For the seven seeds, the Loyola-Chicago Ramblers landed here. LUC has been a great team to watch and continues to win at a high percentage. A couple of close calls in Overtime at home recently hurt a couple of their metrics, however, the resume is solid here. BYU also lands here and has a really impressive eight wins over the top two quadrants. The Cougars’ big win over Oregon is finally beginning to age well.
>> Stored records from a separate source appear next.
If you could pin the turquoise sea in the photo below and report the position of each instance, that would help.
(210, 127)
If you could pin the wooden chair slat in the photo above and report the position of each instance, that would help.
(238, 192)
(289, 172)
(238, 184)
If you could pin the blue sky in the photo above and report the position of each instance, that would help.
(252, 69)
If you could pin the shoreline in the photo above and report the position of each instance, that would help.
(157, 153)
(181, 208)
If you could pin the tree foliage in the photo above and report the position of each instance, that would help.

On the typically unwelcoming eight and nine seed lines - we have more upstart stories. Headlined by Davidson and Murray State. Hard to find two hotter teams than this. Davidson’s eight true road wins is tied for the most (tied with Auburn) for any team in the top 32.
BUBBLE FORMATIONS
Let’s get real, the bubble is still forming and will look entirely different by March. But don’t be surprised if a few of these teams hang around for the rest of the ride. When it comes to the last five or six teams selected for an at-large bid, the selection process is incredibly detailed and thorough. The committee will spend extra time diving into these teams to look for outliers and disqualifiers.
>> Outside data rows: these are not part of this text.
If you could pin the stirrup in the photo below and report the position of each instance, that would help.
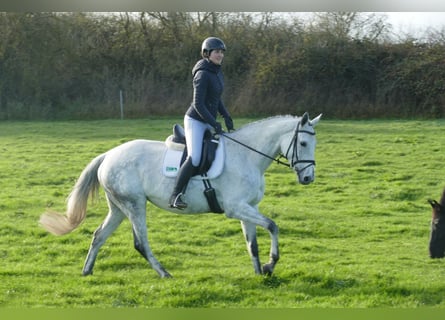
(176, 202)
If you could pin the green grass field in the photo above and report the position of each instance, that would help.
(356, 237)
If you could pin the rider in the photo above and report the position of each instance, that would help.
(208, 85)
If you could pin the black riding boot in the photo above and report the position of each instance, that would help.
(185, 173)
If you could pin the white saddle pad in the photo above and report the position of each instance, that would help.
(172, 161)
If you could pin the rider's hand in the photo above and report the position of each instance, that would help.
(229, 124)
(218, 128)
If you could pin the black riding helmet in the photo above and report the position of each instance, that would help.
(210, 44)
Today, we have some teams that I believe would be selected and largely because they’ve done no wrong (no losses to teams in Quad 2B or worse) aka a clean resume and have played a decent enough non-conference schedule:
On the flip side, history is not on the side of teams with a 275+ NCSOS. That could be big trouble in the examples of Tournament hopefuls like Wake Forest (currently #315 NCSOS per NET) and Texas A&M (currently #264 NCSOS per NET). Others such as TCU (332), Mississippi State (291), Arkansas (282), Boise State (247) Fresno State (252), SMU (318), Minnesota (311), Northwestern (254), Colorado (331), and perhaps UAB (218) have reasons to be concerned. It should be noted that Arkansas, Mississippi State, and TCU will all benefit from a bump up after the B12/SEC Challenge. Again, this is ONLY for seeds 10 and above. I do believe if any of the above play their way firmly into the at-large pool, their seed can greatly improve. The lack of non-conference schedule strength has a lengthy history in keeping teams out of the at-large pool. The aforementioned list of squads likely seems like a surplus of teams for now, however, with time the majority of these teams will either play their way into the field solidly or simply drop off as many are competing in tough conferences.